22 Ocak 2012 Pazar

22

Kaç gündür erteleyip duruyorum, öğleden sonra yazarım, akşam yazarım, yemekten sonra yazarım, sabah uyanınca yazarım diye sonunda 4 gündür kafamda kurduğumdan geriye kalanlarla saçma sapan bi yazımla daha karşınıza geçmeye karar verdim.

 İnsanın hayatındaki en önemli şeyin ismi olduğu bi dünya hayal edebiliyor musunuz? Ne yazık ki bizim yaşadığımız dünya da isimden çok cisim önemli olduğu için anca hayal edebilirsiniz zaten.
 İnsan ismi belirli dönemlerde/durumlarda önem kazanır.

-ilk doğduğunuz da (yeni olan herşey gibi bu da heyecan verici bi durumdur, ama siz daha farkında değilsinizdir.)
-bir insanla ilk tanıştığınızda (hele bi de hoşlandıysanız karşınızdakinden o isim o kafada döneer döner durur)
-biri size sinirlendiğinde (o kelimenin başına isminiz geldiği zaman resmen hay ben seni de cerenini de diye başlayıp, isminizden nefret edesiniz gelir)
-biri sizi çağırdığında (yemek hazır nidaları)
-düğününüzde
-cenazenizde

 ya da maddi durumunuza göre bi çok insanı isminizle heycanlandırabilirsiniz. insanlar kendilerini mutlu eden şeylerle ilgili kriterlerini düşürmeye başladıklarından beri bir çok şey beni eskisinden daha çok yormaya başladı. cidden.

 ha bi de sınav kağıtlarına bilmemneye yazarsınız, ama bu isminizle ve sizinle alakalı değildir, yazarın ya da üreticinin sıfatı olmasıyla alakalıdır. Çok acıklı bi durum aslında.

 Ama herkes dışında hayatınıza bir gün bir insan girer. Hiç beklemediğiniz bir anda, zınk diye çıkar karşınıza. En sevdiğiniz isim onun ismi olur. Kağıtlara, defterlere o ismi yazarken bulursunuz kendinizi, ondan sonra bir bakarsınız kendi isminizden çok o ismi düşünür olmuşsunuz. İşte insan ismi bu yüzden hala kıymetli bence. Çünkü ne kadar düşersek düşelim, herşeyi ne kadar basitleştirirsek basitleştirelim, maddiyata dökelim, maneviyattan vazgeçelim, istesek de istemesek de bir gün hepimiz seviyoruz. ama iyi, ama kötü.
 ve sevdiğimiz zaman kafamızı yastığa koyup "o ismi" düşünüyoruz. sonra uyandığımızda "o ismi" hayal ediyoruz. çünkü ne kadar düşerse düşsün insan bazı şeyleri hiç bi zaman kaybetmiyor. vazgeçebiliyor (istediği kadar vazgeçsin, eninde sonunda alnının ortasına ŞAK diye iniyor onca zaman kaçtığın şeyler) ama bu sonsuza kadar saklanabileceği anlamına gelmiyor.

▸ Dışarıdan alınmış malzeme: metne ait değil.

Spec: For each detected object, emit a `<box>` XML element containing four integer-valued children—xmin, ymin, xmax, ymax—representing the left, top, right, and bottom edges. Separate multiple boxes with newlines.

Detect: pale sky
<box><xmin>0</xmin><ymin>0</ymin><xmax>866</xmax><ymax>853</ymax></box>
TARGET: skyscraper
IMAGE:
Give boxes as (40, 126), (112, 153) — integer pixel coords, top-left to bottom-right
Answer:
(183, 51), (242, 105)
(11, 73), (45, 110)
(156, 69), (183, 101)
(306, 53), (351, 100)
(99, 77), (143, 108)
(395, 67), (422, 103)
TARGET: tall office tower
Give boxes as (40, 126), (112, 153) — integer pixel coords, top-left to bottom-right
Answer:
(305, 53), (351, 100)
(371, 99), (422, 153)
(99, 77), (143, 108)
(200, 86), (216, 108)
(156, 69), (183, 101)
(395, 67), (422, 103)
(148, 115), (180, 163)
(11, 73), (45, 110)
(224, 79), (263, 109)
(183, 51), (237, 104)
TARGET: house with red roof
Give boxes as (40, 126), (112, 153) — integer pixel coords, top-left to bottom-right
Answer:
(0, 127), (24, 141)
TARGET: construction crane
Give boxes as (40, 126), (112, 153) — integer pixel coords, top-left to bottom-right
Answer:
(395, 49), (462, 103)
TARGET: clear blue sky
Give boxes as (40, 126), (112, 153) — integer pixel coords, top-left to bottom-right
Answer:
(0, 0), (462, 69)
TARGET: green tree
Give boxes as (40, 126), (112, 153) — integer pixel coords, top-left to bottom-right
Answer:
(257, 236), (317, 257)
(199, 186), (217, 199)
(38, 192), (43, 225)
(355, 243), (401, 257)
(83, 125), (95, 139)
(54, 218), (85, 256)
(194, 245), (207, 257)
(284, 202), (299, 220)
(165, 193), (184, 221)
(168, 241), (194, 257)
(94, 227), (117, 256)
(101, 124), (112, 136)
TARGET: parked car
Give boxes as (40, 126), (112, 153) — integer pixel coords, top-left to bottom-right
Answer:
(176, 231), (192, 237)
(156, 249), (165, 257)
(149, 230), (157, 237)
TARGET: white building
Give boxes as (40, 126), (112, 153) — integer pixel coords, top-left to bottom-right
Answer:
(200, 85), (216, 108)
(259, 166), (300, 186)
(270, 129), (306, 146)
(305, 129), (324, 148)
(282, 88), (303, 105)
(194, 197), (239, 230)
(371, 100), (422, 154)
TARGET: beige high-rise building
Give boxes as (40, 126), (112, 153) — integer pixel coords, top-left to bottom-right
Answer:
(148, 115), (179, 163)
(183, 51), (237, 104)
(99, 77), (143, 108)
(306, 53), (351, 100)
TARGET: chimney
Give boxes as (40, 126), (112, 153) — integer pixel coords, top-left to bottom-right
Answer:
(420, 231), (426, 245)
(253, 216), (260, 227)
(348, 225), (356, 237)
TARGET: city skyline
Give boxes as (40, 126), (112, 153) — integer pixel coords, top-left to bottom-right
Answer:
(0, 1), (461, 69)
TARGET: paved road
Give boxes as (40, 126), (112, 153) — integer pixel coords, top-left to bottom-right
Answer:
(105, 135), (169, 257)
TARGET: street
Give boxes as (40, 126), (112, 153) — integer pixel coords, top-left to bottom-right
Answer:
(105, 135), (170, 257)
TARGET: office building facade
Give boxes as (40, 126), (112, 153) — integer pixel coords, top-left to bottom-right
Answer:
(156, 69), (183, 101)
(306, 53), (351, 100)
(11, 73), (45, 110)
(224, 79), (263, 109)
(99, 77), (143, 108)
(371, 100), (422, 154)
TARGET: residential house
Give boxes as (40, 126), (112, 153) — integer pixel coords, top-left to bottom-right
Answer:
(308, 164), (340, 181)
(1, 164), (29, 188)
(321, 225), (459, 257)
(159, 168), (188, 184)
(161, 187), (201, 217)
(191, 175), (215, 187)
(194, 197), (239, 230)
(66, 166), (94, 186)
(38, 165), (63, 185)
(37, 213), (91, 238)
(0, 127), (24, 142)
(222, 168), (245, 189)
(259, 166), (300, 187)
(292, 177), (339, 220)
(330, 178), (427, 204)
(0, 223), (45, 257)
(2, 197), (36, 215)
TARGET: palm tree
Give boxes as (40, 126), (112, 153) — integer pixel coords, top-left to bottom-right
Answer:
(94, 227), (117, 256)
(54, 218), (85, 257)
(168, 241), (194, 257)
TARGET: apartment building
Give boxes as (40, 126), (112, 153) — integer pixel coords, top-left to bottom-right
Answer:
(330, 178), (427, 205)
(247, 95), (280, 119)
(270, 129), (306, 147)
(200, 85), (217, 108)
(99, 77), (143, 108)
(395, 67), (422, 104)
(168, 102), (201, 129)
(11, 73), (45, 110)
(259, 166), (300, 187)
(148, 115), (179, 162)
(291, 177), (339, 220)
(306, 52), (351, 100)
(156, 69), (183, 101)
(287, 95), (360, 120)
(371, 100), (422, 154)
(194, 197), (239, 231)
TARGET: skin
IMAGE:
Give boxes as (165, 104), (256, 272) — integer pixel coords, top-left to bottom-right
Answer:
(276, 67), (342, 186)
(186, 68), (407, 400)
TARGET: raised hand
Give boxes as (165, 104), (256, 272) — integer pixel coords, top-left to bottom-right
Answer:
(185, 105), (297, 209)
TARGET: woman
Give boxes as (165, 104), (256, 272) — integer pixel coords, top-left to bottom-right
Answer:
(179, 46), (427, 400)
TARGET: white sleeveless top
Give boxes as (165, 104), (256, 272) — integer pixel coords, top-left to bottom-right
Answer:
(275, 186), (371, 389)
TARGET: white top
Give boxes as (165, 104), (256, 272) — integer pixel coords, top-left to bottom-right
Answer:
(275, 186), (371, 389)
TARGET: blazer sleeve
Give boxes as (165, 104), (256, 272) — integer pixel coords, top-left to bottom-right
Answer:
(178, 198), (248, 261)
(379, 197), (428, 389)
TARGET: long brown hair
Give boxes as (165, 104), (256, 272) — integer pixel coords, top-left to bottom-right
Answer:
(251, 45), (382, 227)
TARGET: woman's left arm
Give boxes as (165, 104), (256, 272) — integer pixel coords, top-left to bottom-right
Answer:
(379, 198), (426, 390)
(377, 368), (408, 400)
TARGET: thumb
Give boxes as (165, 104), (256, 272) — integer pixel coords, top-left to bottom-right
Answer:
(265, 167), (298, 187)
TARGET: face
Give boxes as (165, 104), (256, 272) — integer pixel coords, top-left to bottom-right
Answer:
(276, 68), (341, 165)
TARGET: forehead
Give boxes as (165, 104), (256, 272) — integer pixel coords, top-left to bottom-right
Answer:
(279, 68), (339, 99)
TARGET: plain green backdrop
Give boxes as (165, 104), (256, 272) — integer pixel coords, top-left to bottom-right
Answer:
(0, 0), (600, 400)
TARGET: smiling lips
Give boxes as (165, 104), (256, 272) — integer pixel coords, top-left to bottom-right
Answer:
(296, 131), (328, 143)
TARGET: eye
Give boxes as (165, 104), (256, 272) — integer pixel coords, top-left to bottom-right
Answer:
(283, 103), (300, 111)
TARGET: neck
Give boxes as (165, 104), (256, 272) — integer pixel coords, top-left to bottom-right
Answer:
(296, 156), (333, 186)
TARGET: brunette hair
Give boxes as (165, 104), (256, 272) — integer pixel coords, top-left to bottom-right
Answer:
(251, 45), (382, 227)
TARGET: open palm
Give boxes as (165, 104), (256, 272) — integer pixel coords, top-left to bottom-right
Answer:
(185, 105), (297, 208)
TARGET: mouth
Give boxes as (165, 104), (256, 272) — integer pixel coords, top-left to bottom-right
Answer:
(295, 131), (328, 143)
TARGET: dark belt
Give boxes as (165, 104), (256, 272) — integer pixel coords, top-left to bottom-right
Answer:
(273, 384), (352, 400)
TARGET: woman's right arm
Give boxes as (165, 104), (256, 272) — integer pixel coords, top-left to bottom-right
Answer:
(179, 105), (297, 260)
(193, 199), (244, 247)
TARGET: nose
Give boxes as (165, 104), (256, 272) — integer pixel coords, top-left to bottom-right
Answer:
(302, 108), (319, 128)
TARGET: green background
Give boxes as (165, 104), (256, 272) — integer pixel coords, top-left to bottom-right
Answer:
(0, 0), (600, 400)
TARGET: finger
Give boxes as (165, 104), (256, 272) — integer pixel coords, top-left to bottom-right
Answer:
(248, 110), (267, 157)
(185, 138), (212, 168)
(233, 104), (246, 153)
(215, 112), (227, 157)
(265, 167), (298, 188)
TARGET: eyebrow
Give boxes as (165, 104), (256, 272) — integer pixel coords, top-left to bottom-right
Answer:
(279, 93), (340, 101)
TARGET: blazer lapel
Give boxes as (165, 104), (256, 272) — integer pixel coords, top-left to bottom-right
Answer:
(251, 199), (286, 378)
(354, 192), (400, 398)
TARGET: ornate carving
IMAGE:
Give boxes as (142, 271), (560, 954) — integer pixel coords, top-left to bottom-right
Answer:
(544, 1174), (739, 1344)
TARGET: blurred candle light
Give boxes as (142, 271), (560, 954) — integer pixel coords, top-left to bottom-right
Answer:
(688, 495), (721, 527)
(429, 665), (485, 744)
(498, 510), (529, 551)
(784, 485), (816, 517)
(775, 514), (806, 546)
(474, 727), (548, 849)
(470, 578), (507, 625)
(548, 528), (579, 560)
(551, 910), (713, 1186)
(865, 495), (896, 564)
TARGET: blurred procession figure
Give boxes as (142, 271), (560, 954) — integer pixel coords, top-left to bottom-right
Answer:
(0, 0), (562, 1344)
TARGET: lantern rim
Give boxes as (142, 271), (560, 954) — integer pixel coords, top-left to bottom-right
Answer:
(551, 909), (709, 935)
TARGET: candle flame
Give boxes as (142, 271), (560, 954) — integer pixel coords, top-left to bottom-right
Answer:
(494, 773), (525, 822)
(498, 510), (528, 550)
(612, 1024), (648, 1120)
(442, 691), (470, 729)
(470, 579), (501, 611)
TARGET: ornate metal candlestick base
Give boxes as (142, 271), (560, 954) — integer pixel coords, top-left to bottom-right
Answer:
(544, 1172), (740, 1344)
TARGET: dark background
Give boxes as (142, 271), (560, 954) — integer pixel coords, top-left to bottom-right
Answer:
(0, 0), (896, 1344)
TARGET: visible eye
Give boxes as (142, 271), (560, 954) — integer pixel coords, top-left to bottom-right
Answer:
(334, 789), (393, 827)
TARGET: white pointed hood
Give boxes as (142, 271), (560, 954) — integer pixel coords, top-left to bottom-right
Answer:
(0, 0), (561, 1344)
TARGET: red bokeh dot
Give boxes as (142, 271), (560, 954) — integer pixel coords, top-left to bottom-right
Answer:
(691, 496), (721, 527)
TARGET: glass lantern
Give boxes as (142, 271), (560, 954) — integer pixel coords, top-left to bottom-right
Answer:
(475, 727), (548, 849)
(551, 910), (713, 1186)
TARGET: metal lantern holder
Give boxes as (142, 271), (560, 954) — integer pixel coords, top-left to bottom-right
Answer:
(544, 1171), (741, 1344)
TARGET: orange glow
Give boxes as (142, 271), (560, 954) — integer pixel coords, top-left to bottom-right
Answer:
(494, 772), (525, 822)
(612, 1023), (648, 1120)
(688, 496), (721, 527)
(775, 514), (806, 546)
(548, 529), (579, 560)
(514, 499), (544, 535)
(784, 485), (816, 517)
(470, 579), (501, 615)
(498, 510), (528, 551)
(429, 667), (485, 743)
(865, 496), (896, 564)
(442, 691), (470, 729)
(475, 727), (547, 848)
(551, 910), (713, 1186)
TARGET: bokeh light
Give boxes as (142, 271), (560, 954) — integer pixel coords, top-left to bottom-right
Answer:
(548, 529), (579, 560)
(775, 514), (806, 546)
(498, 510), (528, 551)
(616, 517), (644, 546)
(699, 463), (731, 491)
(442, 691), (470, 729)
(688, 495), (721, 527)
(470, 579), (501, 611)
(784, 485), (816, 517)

 Bazı dönemler olur, her şeyin kötü gittiği. Tutunacak bir şey ararsın, bulamazsın. Sende bırakırsın her şeyi, en kolay olanı yaparsın. Kendi tutarsın, kafama göre takılıyorum abi, ne alakası var? dersin. Sonra karşına bir insan çıkar. Şaftın kayar. O güne kadar kafanda doğru olarak kurduğun herşeyi yıkar. Yapamam dediğin abuk sabuk şeyleri yaparken bulursun kendini.
 Kaybetmekten korktuğun için bırakıp gidersin. Sonra da bir mucize beklersin.